An artistic dialogue between German artist and computer composer Florian Hecker, and the late American sculptor John McCracken.
Following the 2015 exhibition “Florian Hecker / John McCracken” at Künstlerhaus, Halle für Kunst & Medien Graz, this publication probes the experimental capacity of the white-cube space of the gallery. For the exhibition, two complementary yet autonomous artists were brought into dialogue with each other: German artist and computer composer Florian Hecker, and the late American sculptor John McCracken.
The fiberglass-coated, monochrome “planks” by McCracken spanned the floor and the walls of the building, evoking a juncture between painting and sculpture, while Hecker's computer-generated sound pieces dramatized both space and time. By combining the work of the two artists, a framework was created in which an aesthetic experience occurred between the shifting boundaries and intersections of sculpture and sound as they affected each other within a space consisting of geometric and architectural formations as well as temporal and subjective formations. At the same time, the viewer / listener became more sensitized to the conditions, qualities, and degrees of intensity between the physical and the ephemeral.
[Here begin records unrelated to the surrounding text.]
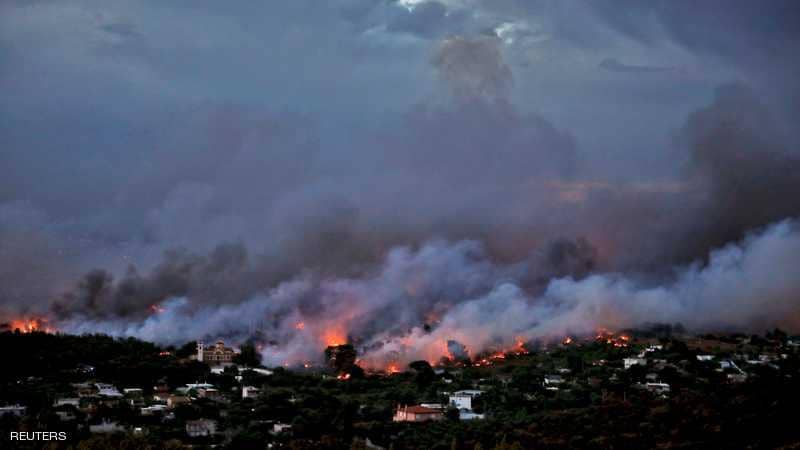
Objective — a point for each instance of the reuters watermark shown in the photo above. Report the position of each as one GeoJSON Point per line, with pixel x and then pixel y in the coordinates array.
{"type": "Point", "coordinates": [38, 436]}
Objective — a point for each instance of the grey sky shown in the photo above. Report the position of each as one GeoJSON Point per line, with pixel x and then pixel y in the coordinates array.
{"type": "Point", "coordinates": [313, 133]}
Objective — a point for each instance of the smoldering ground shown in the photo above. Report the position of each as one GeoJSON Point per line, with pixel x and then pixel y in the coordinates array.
{"type": "Point", "coordinates": [464, 217]}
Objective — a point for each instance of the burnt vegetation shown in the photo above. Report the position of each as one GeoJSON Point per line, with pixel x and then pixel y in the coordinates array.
{"type": "Point", "coordinates": [722, 391]}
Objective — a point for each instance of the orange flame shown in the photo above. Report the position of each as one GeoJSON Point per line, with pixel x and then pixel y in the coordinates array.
{"type": "Point", "coordinates": [31, 325]}
{"type": "Point", "coordinates": [333, 337]}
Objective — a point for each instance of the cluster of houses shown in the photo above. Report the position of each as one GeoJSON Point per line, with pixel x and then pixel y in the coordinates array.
{"type": "Point", "coordinates": [647, 367]}
{"type": "Point", "coordinates": [462, 401]}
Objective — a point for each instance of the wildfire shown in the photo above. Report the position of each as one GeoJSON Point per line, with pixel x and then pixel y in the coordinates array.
{"type": "Point", "coordinates": [31, 325]}
{"type": "Point", "coordinates": [607, 337]}
{"type": "Point", "coordinates": [333, 337]}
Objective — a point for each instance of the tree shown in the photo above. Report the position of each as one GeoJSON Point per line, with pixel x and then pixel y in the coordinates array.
{"type": "Point", "coordinates": [188, 349]}
{"type": "Point", "coordinates": [341, 358]}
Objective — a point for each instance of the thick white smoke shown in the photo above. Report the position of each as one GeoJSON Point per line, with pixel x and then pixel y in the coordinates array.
{"type": "Point", "coordinates": [420, 299]}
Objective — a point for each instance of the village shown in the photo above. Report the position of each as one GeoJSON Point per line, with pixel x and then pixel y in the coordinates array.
{"type": "Point", "coordinates": [212, 395]}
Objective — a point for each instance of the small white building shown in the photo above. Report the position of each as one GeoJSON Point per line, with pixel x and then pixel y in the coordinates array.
{"type": "Point", "coordinates": [417, 414]}
{"type": "Point", "coordinates": [17, 410]}
{"type": "Point", "coordinates": [250, 392]}
{"type": "Point", "coordinates": [72, 401]}
{"type": "Point", "coordinates": [201, 428]}
{"type": "Point", "coordinates": [278, 428]}
{"type": "Point", "coordinates": [553, 380]}
{"type": "Point", "coordinates": [659, 388]}
{"type": "Point", "coordinates": [154, 409]}
{"type": "Point", "coordinates": [107, 390]}
{"type": "Point", "coordinates": [462, 400]}
{"type": "Point", "coordinates": [630, 362]}
{"type": "Point", "coordinates": [106, 427]}
{"type": "Point", "coordinates": [470, 415]}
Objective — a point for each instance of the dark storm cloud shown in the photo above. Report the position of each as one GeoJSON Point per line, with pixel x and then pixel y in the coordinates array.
{"type": "Point", "coordinates": [295, 160]}
{"type": "Point", "coordinates": [614, 65]}
{"type": "Point", "coordinates": [428, 20]}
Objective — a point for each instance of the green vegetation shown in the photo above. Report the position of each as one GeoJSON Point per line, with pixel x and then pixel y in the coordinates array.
{"type": "Point", "coordinates": [597, 404]}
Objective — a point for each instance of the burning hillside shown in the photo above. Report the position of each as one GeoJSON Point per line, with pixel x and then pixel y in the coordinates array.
{"type": "Point", "coordinates": [29, 325]}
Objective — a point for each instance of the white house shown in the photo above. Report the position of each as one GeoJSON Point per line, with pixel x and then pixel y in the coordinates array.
{"type": "Point", "coordinates": [463, 399]}
{"type": "Point", "coordinates": [16, 410]}
{"type": "Point", "coordinates": [250, 392]}
{"type": "Point", "coordinates": [416, 414]}
{"type": "Point", "coordinates": [76, 402]}
{"type": "Point", "coordinates": [201, 427]}
{"type": "Point", "coordinates": [106, 427]}
{"type": "Point", "coordinates": [659, 388]}
{"type": "Point", "coordinates": [107, 390]}
{"type": "Point", "coordinates": [630, 362]}
{"type": "Point", "coordinates": [552, 380]}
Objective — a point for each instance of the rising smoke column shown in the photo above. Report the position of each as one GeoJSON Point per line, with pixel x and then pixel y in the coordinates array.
{"type": "Point", "coordinates": [424, 303]}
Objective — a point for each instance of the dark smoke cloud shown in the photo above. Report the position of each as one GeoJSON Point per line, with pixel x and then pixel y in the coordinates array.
{"type": "Point", "coordinates": [443, 197]}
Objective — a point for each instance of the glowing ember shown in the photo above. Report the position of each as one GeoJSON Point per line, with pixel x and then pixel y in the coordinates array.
{"type": "Point", "coordinates": [333, 337]}
{"type": "Point", "coordinates": [607, 337]}
{"type": "Point", "coordinates": [31, 325]}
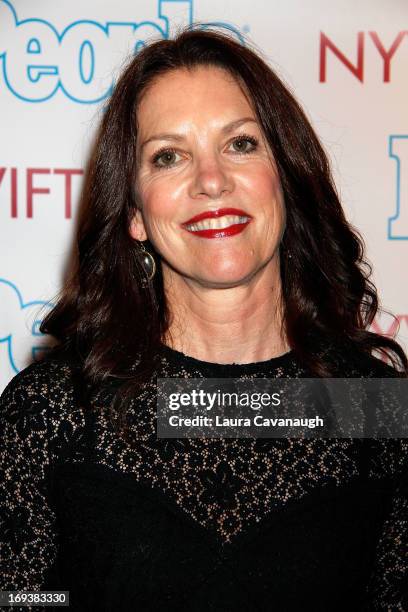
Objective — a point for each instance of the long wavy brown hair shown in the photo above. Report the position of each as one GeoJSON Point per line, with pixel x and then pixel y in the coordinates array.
{"type": "Point", "coordinates": [105, 317]}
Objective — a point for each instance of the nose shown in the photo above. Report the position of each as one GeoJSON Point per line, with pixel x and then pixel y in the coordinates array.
{"type": "Point", "coordinates": [211, 178]}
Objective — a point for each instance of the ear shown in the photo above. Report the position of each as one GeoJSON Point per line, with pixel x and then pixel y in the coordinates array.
{"type": "Point", "coordinates": [137, 229]}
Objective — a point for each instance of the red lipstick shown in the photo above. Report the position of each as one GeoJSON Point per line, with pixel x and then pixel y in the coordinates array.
{"type": "Point", "coordinates": [231, 230]}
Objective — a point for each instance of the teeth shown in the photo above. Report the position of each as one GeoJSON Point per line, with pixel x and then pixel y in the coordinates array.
{"type": "Point", "coordinates": [217, 223]}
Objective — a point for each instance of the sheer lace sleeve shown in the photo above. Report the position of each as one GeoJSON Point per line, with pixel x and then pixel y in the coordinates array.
{"type": "Point", "coordinates": [34, 418]}
{"type": "Point", "coordinates": [389, 583]}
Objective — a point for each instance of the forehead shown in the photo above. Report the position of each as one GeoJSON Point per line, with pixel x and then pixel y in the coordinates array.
{"type": "Point", "coordinates": [201, 94]}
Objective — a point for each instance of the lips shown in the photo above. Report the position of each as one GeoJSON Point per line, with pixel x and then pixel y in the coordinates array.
{"type": "Point", "coordinates": [219, 223]}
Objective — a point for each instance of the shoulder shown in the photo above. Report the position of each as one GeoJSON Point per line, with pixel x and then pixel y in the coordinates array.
{"type": "Point", "coordinates": [351, 362]}
{"type": "Point", "coordinates": [49, 379]}
{"type": "Point", "coordinates": [41, 401]}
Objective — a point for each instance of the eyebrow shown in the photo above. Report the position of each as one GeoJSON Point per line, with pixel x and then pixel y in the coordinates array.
{"type": "Point", "coordinates": [229, 127]}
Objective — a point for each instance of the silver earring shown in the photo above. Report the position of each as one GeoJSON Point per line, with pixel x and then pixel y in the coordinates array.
{"type": "Point", "coordinates": [148, 262]}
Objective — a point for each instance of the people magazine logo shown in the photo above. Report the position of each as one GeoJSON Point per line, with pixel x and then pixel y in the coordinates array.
{"type": "Point", "coordinates": [21, 341]}
{"type": "Point", "coordinates": [79, 61]}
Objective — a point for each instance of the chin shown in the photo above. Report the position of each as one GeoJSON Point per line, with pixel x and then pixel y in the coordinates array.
{"type": "Point", "coordinates": [231, 277]}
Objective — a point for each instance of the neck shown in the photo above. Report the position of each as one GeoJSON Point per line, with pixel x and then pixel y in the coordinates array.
{"type": "Point", "coordinates": [240, 324]}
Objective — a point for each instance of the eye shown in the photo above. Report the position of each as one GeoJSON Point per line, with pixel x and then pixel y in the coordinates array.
{"type": "Point", "coordinates": [165, 158]}
{"type": "Point", "coordinates": [244, 144]}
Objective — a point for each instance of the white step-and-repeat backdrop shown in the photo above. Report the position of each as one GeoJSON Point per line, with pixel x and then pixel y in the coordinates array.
{"type": "Point", "coordinates": [346, 61]}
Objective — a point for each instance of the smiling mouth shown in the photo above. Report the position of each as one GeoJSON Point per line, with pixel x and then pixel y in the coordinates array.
{"type": "Point", "coordinates": [219, 223]}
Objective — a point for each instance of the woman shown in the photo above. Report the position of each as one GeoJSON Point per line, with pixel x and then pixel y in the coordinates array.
{"type": "Point", "coordinates": [212, 244]}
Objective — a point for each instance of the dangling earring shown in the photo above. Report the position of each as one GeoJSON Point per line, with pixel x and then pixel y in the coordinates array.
{"type": "Point", "coordinates": [148, 262]}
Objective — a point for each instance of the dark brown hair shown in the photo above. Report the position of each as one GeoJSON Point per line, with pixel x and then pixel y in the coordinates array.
{"type": "Point", "coordinates": [105, 317]}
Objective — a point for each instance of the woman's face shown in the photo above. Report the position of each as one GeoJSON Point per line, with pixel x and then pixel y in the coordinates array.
{"type": "Point", "coordinates": [211, 201]}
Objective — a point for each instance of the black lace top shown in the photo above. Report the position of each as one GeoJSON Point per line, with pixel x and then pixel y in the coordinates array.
{"type": "Point", "coordinates": [196, 525]}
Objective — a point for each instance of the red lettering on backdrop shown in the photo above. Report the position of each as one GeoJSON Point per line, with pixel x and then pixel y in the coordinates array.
{"type": "Point", "coordinates": [68, 187]}
{"type": "Point", "coordinates": [13, 186]}
{"type": "Point", "coordinates": [326, 43]}
{"type": "Point", "coordinates": [31, 190]}
{"type": "Point", "coordinates": [358, 69]}
{"type": "Point", "coordinates": [387, 55]}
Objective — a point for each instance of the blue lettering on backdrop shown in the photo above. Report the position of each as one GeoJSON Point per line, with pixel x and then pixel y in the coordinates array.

The publication includes a curatorial introduction by
Christian Egger, and a comprehensive essay by the author and curator of the Serralves Museum of Contemporary Art, Porto, João Ribas. The cover has been designed by Florian Hecker using an objectness measure algorithm.
Published following the eponymous exhibition at Künstlerhaus, Halle für Kunst & Medien Graz, Austria, from January 31, to March 5, 2015.
In his
sound installations and live performances, Florian Hecker (born 1975 in Augsburg, lives and works in Vienna) deals with specific compositional developments of post-war modernity, electro-acoustic music, and other, non-musical disciplines. He dramatizes space, time and self-perception in his sonic works by isolating specific auditory events in their singularity, thus stretching the boundaries of their materialization. Their objectual autonomy is exposed while simultaneously evoking sensations, memories, and associations in an immersive intensity.
By working with the
Minimalist theory from the outset, John McCracken (1934-2011) has never denied individual sensibility and the artist's annual activity in favour of industrial manufacture justified by Minimalist thinking. Both painting and
sculpture, the “plank” made in spray-lacquered wood is the work that best symbolizes his activity. In his practice, the idea of reflection or highlight has an essential place, for they encompass the environment, and the onlooker becomes aware of space at the same time as he become aware of the object he is looking at.